24 de Diciembre de 2023

El quiebre de los padres, el nacimiento de un hijo, una confesión familiar y una ilusión rota: historias en primera persona de un día de Navidad

Historias de Navidad Ilustración: Camila Cruz

El 24 y 25 de diciembre son días especiales. Las familias se reúnen y celebran esta festividad cenando y abriendo regalos. Pero hay quienes estas fechas pasaron a un segundo plano por distintas situaciones. Acá, cuatro personas relatan cómo tuvieron que lidiar con pérdidas, quiebres familiares y la llegada de nuevos integrantes que hicieron que los regalos pasaran a un segundo plano y marcaran esta fecha para siempre en sus vidas.

Por Felipe Gacitúa Rubio

“Tengo una cierta admiración por esa gente que tiene un cariño o fanatismo por la fecha de Navidad”

Fabrizio Bavestrello. Profesor de Lenguaje. 28 años.

“Para mí la Navidad siempre ha sido… no me gusta mucho. Siempre ha significado un cúmulo de decepciones (sonríe). Vengo de una familia bastante humilde, en Puente Alto, mi familia es de La Legua, entonces ambos, mi papá y mi mamá, que fueron hermanos menores, siempre tuvieron ese rollo de familias numerosas, que les llegaba el peor regalo, lo que alcanzaba.
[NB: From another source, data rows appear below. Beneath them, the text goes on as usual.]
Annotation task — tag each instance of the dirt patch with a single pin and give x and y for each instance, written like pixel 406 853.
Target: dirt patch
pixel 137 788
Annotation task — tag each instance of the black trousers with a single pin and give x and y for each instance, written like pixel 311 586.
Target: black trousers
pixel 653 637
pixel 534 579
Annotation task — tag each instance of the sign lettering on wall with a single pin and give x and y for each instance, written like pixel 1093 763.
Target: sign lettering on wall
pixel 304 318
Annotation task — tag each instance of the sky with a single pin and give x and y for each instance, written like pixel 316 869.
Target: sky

Y por ese afán de justicia con su historia, a mí, como hermano mayor de los tres que somos —dos hermanas menores—, me tocaron regalos no muy bacanes siempre.

Me acuerdo de la vez que pedí una guitarra, pero me llegó un Monopoly de Los Simpsons. Igual bacán, pero duró poco, porque mi hermana era chica y las piezas del juego fueron desapareciendo. Entonces siempre tuve ese lío con la Navidad, como un desencuentro con la fecha. Además que, no sé, los familiares fuera de tu núcleo te regalan cosas que en verdad no son para ti, porque no es que te conozcan tanto. Eso sí, siempre bonito en familia, con adornos, cena, salir a buscar al viejo pascuero, hasta hoy. Pero le fui perdiendo el gustito, sobre todo con lo que pasó el 2017 en Nochebuena.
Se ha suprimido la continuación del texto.